Our Disturbing Understanding of Rape

The intimacy with which we come to know David Lurie is not unusual it is our understanding of him that can be, at times, unsettling. The story is told through free indirect discourse. We see everything through David’s scope of experience so that we know his every thought. It is impossible to support many of his actions yet though the way it is told the narrative forces us to understand how he has come to such conclusions. This is illustrated in our disturbing and unnerving understanding of Melanie Isaacs’ rape.

The author establishes in the first line of the novel, how we are to read David Lurie. “For a man of his age, fifty-two, divorced, he has, to his mind, solved the problem of sex rather well” (1). We, as readers, are forced to see the entire novel through David’s eyes but this first line offers us judgment. “To his mind” implies that he has actually not solved the problem, he only thinks he has. We are immediately told that this character is flawed and though we know his thoughts we are not expected to approve of them. While the narrator places us on David’s shoulder we are given permission to form our own opinions and disagree with him. From the beginning we are able to pass judgment, however as the story continues our feelings toward the character become complicated as our understanding of him grows.
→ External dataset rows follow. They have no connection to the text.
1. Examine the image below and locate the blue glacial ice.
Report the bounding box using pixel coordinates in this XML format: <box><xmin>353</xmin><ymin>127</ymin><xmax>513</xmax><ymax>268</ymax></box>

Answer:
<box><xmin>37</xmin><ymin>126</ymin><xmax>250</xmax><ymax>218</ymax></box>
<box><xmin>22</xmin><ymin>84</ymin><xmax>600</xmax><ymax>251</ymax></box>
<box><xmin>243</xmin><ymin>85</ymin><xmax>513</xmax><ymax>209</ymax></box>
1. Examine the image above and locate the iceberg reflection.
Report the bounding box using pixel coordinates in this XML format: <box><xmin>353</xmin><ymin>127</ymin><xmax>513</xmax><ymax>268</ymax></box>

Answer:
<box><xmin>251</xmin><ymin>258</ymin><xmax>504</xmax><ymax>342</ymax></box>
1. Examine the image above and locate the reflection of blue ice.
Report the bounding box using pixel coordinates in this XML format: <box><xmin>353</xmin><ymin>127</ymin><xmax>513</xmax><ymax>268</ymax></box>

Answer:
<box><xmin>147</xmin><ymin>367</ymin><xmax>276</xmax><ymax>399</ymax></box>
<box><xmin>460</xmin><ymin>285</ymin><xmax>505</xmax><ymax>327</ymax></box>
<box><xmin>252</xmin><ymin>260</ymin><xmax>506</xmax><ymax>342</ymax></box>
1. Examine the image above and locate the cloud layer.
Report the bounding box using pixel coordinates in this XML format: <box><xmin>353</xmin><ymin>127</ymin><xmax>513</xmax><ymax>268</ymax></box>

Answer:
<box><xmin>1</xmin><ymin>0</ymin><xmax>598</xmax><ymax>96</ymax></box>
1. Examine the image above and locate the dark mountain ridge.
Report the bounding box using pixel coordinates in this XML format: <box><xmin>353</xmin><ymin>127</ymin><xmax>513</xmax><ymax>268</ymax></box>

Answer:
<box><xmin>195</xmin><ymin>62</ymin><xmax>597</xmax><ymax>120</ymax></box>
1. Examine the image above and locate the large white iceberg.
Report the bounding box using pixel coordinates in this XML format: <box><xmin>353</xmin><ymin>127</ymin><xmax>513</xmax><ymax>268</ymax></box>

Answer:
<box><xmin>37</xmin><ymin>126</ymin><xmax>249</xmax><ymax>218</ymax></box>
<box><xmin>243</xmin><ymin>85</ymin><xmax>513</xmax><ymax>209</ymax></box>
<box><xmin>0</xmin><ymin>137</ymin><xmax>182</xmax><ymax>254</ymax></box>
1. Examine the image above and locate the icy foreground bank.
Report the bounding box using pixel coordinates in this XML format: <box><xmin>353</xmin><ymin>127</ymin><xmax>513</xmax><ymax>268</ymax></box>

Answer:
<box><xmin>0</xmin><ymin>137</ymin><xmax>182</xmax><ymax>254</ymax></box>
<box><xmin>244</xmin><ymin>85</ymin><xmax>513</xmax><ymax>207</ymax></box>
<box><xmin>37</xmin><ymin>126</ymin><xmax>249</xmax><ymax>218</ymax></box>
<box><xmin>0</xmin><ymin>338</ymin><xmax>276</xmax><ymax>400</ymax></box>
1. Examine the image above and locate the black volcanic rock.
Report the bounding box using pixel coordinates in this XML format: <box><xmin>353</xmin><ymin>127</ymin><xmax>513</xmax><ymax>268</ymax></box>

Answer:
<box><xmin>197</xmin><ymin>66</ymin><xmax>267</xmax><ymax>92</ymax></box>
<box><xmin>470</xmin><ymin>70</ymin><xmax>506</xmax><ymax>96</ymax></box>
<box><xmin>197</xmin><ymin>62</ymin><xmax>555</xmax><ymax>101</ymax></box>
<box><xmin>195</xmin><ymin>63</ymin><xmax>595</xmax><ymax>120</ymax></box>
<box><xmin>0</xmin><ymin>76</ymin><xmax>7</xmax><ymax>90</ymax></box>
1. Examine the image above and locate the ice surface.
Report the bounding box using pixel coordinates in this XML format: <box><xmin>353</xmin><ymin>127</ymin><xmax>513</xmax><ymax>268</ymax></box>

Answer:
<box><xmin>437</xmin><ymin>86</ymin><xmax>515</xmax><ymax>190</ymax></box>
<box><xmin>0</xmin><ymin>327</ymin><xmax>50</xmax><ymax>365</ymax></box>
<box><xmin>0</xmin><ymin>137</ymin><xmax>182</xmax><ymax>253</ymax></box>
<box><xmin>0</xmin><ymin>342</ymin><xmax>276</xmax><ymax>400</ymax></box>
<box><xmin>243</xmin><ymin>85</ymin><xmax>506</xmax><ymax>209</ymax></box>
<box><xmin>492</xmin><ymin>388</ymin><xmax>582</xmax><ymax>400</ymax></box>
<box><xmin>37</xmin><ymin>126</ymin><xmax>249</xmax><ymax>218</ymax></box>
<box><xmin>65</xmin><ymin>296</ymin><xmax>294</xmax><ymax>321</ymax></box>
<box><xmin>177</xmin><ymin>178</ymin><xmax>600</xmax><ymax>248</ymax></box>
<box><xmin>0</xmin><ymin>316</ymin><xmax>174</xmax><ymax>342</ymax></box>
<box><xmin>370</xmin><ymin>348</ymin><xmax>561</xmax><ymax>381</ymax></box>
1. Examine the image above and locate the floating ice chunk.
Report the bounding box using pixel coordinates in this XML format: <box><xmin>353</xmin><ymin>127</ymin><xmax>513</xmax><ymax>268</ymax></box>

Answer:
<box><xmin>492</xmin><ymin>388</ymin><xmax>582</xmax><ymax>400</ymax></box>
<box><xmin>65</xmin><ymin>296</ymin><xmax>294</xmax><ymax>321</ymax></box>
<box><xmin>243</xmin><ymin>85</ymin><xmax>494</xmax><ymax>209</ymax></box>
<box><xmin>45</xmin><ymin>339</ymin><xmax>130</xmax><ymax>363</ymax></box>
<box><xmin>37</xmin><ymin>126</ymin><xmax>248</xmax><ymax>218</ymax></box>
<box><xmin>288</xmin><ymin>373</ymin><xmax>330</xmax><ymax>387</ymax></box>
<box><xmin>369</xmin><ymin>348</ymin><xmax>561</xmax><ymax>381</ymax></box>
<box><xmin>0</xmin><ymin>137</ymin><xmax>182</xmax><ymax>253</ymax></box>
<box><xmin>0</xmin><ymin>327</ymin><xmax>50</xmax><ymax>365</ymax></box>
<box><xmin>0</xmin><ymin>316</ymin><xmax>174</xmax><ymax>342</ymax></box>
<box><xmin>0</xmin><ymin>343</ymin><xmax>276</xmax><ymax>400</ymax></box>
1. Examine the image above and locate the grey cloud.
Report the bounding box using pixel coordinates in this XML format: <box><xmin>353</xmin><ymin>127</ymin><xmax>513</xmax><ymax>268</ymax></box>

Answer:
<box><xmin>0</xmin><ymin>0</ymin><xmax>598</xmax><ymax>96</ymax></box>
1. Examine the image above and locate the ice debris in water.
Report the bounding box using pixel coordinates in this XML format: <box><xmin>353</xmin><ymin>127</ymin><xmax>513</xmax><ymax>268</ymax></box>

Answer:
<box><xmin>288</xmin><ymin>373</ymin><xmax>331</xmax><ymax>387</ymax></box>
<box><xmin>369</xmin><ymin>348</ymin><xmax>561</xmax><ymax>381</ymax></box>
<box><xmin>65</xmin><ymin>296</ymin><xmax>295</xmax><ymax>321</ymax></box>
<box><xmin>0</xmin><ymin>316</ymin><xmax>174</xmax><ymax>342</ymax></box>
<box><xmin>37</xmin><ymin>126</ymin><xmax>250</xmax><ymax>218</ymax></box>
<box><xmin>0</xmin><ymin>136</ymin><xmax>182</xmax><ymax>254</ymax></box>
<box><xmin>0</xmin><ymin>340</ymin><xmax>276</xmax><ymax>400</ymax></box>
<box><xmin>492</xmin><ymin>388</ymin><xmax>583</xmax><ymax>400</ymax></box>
Our relationship to David’s thoughts and our personal view on his actions are in conflict with one another. It is undeniable that David rapes Melanie despite his description. “Not rape, not quite that, but undesired nevertheless, undesired to the core.” (25). Unwanted intercourse is rape. We judge him for this action because he has committed a crime. He has abused another person in an irredeemable way. Though we know this, through David, we can see that his action does not come from a place of violence, anger or the intent to control Melanie. He romanticizes the entire experience. He says “Strange love! Yet from the quiver of Aphrodite, goddess of the foaming waves, no doubt about that,” (25). Also “I was no longer a fifty-year-old divorcé at a loose end. I became a servant of Eros.” (52). By invoking these gods we can see that to him this was passionate. He felt passionate and swept away by emotion. He removes responsibility from himself by romanticizing his urges. He was shot by an arrow that he couldn’t escape. Rape is reprehensible yet because we understand how David feels and are privy to his every thought we can see how he justifies it. He explains it as human nature.
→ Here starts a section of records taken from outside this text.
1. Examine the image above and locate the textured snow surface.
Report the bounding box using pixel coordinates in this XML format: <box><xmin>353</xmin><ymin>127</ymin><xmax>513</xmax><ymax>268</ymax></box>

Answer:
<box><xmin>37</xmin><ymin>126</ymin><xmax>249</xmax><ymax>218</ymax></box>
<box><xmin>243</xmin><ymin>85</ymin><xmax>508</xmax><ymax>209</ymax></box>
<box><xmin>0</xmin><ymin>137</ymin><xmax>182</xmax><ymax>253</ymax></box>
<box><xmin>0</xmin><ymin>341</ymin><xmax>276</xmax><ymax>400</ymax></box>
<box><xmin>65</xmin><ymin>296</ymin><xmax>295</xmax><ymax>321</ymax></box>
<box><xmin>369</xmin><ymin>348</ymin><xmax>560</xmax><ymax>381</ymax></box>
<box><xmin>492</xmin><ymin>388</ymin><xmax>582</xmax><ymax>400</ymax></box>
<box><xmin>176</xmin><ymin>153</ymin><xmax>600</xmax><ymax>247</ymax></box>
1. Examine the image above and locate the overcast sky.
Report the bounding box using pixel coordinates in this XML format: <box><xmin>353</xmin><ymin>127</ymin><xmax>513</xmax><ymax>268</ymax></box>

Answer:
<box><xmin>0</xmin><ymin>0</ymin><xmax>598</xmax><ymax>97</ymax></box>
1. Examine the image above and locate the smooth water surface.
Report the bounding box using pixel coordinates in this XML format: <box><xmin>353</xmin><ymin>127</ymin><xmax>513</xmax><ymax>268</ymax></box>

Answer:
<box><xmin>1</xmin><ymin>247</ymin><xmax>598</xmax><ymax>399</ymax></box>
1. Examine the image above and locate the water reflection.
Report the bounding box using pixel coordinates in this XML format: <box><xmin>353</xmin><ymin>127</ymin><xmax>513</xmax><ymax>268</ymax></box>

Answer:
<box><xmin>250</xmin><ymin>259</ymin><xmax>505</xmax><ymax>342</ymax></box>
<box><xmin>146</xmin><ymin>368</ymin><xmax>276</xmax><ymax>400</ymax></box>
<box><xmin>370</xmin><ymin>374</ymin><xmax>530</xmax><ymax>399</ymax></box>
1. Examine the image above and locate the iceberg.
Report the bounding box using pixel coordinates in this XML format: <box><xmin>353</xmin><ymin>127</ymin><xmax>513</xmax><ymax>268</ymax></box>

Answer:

On page 90 he tells a story about a dog being beaten but from this we see David’s opinion on desire and individual nature. “No animal will accept the justice of being punished for following its instincts.” “But at the deepest level I think it might have preferred being shot […] on the one hand to deny its nature, on the other to spend the rest of its days padding around the living-room, sighing and sniffing the cat and getting portly.” David clearly sympathizes with this dog. He believes that it is a crime to force someone to deny nature. It is better to die than to feel trapped because you hate yourself. Because we can see how David explains himself and his reasoning for following his desire, our feelings about his actions become murky. What he did was wrong but don’t we all fear the prison of not following our nature. By allowing us to understand David we are able to see his fears and empathize with them yet still despise his actions. This is how we are manipulated by free indirect discourse. It is extremely uncomfortable and unsettling to understand David’s motives but it seems to be the point when it comes to this character.